Alcohol has been loved and hated at different times by different people. Alcohol has been celebrated as healthful especially to the heart (red wine) and most pleasant to the taste buds;  and  then  dismissed  as  “demon’s  rum”  and  “devil  in  solution”  depending  on  the prevalent view.

In spite of the apparent divergent and sometimes conflicting opinions about alcohol, the  consensus  shared  by drinkers  and  non  drinkers  alike  is  that  excessive  and  chronic consumption of alcohol is a disorder. Like any other chronic disorder, it develops insidiously but follows a predictable course. The first or pre-alcoholic symptomatic phase begins with the use of alcohol to relieve tensions. The second (or prodromal) phase is marked by a range of behaviours including preoccupation with alcohol, surreptitious drinking and loss of memory (Hock et al., 1992). In the third  (or  crucial)  phase,  the individual  loses control over  his drinking.  This  loss  of control  is  the beginning  of the disease  process  of addiction.  The individual starts drinking early  in the morning and stays up drinking till late in the night. Impairment in biochemical activities becomes manifest as the organs of the alcoholic begin to deteriorate.  Other  medical problems  develop by the time the alcoholic  gets into the final (chronic  phase).  Prolonged  intoxications  become  the rule.  Alcoholic  psychosis  develops, thinking is impaired, and fear and tremors become persistent (Klemin and Sherry, 1981). A previously responsible individual may be transformed into an inebriate – stereotype alcoholic.

Fear-instilling  but  thought-  provoking  terms  such  as  the  “coming  epidemic”,  a “miserable  trap”, have been used to show concern for the potential hazard  of  widespread alcoholism.

In its 1978 revision of the international classification of diseases, the World Health Organization defined alcoholism as “a state, psychic and usually also physical, resulting from taking  alcohol,  characterised  by behavioural  and  other  responses  that  always  include  a

compulsion  to  take alcohol  on a continuous  or periodic  basis  in order  to  experience  its psychic effects and sometimes to avoid the discomfort of its absence; tolerance may or may not  be  present.   This  definition   emphasized   the  compulsive   nature  of   drinking,   the psychological  and physical  effects,  and dependence  (“discomfort  of its  absence”)  (WHO,

1978).

The kidney and liver could be particularly vulnerable to the chemical assault resulting from alcohol abuse because they receive high percentage of the total cardiac output. Also, the liver is pivotal in intermediary metabolism; so ingested alcohol must come in contact with the liver and kidney. Alcohol could produce many of its damaging effects by the formation of dangerous, highly reactive intermediates such as acetaldehyde which may lead to glutathione depletion, free radical generation, oxidative stress and cell dysfunction.

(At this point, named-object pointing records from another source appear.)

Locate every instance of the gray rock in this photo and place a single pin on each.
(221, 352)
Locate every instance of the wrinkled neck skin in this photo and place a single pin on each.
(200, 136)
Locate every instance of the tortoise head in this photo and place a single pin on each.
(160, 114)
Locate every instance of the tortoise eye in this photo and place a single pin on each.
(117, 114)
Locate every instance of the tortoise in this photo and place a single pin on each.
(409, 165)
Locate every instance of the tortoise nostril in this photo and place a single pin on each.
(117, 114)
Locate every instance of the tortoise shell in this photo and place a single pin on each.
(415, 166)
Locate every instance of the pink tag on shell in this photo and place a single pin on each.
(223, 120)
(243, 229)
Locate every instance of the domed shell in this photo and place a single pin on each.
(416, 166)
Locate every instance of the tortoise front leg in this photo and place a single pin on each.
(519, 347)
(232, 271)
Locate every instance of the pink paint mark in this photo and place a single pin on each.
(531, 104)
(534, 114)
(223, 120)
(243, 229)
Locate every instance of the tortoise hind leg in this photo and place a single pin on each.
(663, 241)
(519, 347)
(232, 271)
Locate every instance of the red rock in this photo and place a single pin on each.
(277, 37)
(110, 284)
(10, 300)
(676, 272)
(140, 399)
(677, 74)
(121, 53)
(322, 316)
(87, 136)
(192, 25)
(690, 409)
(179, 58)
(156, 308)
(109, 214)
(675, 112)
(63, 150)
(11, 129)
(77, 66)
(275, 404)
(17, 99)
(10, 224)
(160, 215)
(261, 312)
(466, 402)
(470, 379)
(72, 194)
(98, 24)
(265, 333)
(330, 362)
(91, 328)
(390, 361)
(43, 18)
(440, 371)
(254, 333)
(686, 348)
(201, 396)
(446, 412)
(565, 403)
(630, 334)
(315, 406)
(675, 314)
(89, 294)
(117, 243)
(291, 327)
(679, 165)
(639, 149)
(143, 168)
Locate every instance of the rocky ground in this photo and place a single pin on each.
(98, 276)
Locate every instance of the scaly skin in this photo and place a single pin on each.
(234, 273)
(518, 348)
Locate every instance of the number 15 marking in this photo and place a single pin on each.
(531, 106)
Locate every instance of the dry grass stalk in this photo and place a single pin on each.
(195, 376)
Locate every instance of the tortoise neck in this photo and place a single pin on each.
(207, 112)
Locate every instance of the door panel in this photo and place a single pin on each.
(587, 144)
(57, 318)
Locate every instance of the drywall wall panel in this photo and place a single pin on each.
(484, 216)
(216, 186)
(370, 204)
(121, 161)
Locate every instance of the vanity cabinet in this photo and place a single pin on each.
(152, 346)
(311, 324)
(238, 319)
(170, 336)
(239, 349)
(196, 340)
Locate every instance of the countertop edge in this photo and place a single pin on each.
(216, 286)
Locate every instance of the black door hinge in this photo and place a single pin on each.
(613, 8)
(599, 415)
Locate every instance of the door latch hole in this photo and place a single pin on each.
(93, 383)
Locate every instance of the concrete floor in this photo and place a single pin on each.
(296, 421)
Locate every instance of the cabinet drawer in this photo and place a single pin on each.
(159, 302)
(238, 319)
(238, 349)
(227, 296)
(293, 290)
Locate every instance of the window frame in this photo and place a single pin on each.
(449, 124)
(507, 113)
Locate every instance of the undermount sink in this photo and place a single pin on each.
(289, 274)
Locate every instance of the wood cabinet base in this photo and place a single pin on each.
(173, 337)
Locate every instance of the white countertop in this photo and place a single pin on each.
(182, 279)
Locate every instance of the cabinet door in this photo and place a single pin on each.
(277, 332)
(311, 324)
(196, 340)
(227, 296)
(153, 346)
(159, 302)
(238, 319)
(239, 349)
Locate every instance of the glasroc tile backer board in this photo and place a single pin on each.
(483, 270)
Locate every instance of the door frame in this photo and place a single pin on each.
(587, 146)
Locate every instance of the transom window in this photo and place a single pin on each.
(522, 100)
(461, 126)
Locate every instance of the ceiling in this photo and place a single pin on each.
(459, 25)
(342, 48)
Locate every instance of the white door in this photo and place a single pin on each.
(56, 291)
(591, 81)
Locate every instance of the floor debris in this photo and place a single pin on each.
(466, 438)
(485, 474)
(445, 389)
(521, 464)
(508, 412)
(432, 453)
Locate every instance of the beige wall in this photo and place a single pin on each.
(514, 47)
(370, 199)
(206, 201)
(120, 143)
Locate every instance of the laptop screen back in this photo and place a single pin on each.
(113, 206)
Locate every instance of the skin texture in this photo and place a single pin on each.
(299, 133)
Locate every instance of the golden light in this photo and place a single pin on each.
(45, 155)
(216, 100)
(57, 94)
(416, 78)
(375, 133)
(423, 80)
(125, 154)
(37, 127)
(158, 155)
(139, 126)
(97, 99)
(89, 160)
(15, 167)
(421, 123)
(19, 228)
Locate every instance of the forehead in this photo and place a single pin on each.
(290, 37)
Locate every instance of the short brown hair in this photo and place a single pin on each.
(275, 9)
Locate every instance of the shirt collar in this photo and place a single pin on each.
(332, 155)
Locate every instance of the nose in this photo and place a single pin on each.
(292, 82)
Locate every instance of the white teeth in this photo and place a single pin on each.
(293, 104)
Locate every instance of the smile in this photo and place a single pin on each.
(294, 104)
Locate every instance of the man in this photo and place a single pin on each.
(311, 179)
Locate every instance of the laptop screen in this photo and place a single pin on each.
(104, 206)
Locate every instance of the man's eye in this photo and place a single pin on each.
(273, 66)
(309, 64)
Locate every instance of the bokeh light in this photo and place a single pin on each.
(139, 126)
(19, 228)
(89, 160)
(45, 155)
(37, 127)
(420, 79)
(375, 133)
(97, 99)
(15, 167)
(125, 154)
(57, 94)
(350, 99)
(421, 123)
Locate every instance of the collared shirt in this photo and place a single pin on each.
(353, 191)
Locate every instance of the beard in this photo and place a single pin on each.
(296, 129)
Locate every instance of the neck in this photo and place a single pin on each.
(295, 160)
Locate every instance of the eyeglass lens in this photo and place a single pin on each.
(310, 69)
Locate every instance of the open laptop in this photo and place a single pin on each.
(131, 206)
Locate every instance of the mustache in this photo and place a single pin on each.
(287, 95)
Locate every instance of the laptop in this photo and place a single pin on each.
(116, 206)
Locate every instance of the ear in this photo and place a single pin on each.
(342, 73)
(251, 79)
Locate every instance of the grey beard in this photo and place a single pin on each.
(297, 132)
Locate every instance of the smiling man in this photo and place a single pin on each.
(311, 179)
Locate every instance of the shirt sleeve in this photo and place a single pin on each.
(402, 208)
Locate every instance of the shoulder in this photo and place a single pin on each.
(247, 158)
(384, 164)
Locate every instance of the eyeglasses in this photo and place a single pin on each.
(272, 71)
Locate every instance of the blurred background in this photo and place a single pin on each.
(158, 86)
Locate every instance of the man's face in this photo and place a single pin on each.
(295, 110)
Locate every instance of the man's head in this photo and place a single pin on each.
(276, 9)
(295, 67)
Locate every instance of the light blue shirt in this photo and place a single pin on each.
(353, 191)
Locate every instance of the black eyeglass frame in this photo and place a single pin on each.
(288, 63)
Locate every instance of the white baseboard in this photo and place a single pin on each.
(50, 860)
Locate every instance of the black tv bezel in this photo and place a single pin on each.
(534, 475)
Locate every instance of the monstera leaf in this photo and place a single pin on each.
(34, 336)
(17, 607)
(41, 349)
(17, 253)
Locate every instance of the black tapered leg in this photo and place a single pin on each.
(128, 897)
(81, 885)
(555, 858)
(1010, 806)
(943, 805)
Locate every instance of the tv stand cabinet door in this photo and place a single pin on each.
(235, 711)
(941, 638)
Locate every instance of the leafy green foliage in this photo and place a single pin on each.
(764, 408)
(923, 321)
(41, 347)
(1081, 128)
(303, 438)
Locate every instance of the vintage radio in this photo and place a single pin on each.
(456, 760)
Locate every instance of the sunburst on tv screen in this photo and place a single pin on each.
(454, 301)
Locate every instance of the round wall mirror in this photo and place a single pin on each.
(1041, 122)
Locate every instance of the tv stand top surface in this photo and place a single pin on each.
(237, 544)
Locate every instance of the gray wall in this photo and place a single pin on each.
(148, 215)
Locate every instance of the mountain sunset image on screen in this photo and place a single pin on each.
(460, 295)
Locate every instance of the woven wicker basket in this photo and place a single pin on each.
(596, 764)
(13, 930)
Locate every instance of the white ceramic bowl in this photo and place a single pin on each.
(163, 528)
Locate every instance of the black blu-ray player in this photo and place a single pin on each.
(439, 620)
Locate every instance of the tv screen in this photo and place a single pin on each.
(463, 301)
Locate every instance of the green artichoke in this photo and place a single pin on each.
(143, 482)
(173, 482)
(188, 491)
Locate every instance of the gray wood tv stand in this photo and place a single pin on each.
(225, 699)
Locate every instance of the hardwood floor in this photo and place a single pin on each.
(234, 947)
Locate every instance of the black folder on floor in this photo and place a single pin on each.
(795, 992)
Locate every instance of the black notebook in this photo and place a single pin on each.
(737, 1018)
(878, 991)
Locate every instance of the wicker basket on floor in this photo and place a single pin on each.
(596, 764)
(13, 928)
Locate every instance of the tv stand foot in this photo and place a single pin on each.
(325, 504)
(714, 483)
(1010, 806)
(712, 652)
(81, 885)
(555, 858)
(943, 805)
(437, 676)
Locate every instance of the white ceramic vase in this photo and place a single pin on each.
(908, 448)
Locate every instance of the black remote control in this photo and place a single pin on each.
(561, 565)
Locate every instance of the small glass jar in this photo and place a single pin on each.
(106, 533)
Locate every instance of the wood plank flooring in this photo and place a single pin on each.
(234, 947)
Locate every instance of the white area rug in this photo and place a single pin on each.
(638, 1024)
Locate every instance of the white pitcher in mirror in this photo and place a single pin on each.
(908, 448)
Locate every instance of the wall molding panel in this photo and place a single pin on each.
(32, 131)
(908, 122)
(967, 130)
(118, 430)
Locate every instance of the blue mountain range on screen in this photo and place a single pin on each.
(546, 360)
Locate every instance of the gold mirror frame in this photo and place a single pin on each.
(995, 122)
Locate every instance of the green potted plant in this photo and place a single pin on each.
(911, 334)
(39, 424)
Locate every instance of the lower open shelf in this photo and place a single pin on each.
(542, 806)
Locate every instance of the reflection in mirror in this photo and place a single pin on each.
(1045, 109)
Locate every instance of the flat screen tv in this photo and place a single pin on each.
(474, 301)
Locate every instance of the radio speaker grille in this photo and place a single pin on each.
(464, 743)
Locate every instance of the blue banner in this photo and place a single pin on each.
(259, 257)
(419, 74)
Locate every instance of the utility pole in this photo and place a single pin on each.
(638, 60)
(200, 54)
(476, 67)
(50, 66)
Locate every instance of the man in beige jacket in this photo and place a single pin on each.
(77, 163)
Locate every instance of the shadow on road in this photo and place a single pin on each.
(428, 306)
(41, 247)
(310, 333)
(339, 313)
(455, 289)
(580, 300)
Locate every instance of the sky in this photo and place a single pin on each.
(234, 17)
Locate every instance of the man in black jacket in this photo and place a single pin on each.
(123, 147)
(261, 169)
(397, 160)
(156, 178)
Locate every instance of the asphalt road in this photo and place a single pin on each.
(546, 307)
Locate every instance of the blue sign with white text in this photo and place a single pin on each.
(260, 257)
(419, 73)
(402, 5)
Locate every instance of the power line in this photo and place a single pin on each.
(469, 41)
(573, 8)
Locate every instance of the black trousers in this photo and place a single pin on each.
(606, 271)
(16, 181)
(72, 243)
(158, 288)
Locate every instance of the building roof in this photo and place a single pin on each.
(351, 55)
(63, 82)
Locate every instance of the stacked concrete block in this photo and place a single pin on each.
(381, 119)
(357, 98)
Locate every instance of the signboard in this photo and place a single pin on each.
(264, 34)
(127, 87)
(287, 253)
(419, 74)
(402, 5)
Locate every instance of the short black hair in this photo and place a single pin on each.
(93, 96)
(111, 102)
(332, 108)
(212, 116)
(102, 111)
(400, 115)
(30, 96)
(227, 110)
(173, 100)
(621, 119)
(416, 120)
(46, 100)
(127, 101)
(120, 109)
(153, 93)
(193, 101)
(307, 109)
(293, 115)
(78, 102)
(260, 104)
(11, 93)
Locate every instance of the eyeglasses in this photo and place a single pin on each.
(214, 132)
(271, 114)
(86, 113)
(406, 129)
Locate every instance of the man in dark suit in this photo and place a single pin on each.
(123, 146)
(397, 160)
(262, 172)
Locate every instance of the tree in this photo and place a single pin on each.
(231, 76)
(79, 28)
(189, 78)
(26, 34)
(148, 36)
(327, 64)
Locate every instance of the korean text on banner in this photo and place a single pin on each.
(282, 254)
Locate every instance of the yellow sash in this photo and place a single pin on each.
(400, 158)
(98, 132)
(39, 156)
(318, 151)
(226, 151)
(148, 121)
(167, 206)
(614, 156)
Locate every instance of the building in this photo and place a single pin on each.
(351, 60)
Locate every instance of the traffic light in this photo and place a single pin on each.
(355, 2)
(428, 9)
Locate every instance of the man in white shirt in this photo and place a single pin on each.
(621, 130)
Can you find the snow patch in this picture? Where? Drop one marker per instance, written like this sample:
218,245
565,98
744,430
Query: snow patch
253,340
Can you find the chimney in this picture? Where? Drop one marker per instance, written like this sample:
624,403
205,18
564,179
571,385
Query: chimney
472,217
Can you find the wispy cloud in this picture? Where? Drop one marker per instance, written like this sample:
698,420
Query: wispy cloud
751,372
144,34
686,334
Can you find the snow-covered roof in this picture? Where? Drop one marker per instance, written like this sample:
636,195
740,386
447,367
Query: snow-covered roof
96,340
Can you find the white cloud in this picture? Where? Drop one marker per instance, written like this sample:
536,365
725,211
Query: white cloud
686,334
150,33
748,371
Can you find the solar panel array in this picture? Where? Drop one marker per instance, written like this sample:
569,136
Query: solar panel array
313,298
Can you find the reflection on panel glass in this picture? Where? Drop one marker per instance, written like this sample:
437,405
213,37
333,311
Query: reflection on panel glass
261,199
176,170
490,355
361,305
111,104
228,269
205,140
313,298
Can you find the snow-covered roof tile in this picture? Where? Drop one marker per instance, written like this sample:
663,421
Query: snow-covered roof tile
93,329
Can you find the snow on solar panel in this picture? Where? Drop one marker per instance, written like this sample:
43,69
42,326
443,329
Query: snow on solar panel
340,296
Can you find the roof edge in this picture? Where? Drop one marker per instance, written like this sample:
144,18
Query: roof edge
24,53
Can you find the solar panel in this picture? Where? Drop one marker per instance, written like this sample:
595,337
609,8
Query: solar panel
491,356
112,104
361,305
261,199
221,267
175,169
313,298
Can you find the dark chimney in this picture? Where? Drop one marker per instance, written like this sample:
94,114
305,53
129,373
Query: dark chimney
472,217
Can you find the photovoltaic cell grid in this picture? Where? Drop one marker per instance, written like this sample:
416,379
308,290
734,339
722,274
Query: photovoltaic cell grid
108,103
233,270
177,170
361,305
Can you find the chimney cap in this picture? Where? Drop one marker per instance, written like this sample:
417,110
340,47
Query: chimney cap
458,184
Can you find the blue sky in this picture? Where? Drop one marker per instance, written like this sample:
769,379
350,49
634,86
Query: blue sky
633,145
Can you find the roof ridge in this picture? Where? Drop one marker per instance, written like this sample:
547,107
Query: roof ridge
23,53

Alcohol dehydrogenase in the presence of a hydrogen acceptor nicotinamide adenine dinucleotide   (NAD)   oxidizes   ethanol  to   acetaldehyde.   This   is  the   initial   obligatory biochemical  event  in  alcohol  induced  hepatotoxic  and  nephrotoxic  effects.  Thus,  it  is important to find out in quantitative terms the effects of different types of alcohol drinks on some principal biochemical parameters of diagnostic utility.

1.1       Alcohol

1.1.1    Chemistry of Alcohol

The term ‘alcohol’ refers to a class of compounds that are hydroxy (-OH) derivatives of aliphatic hydrocarbons. There are many common alcohols – methanol or  wood alcohol, isopropyl alcohol,  the antifreeze  diethylene  glycol,  and glycerine.  In  this  study however, when the term alcohol is used without additional qualification,  ethyl alcohol, a liquid also known  as ethanol,  is referred  to.  Alcohol  can  be  considered  as being  derived  from  the corresponding alkanes by replacing the hydrogen atoms with hydroxyl groups. The hydroxyl group is the functional group of alcohols as it is responsible for their characteristic chemical properties.  Monohydric  alcohols  contain  only  one  hydroxyl  group  in  each  molecule. Monohydric  alcohols  form  a  homologues  series  with  the  general  molecular  formular CnH2n+1OH.

All alcoholic beverages arise from the process of fermentation. Indeed, ethanol, the

alcohol in beverages, is the quantitative end product of yeast glycolysis. In the presence of water, yeasts are able to convert the sugar (glucose) of plants into alcohol, as depicted by the following chemical reaction:

C6H12O6     2C2H5OH      +      2CO2 Glucose + Yeast

lAcohol               Carbon dioxide

A wide variety of plants have proved to be useful substrates for the action of yeast, and this is reflected by the different types of beverages used throughout the world.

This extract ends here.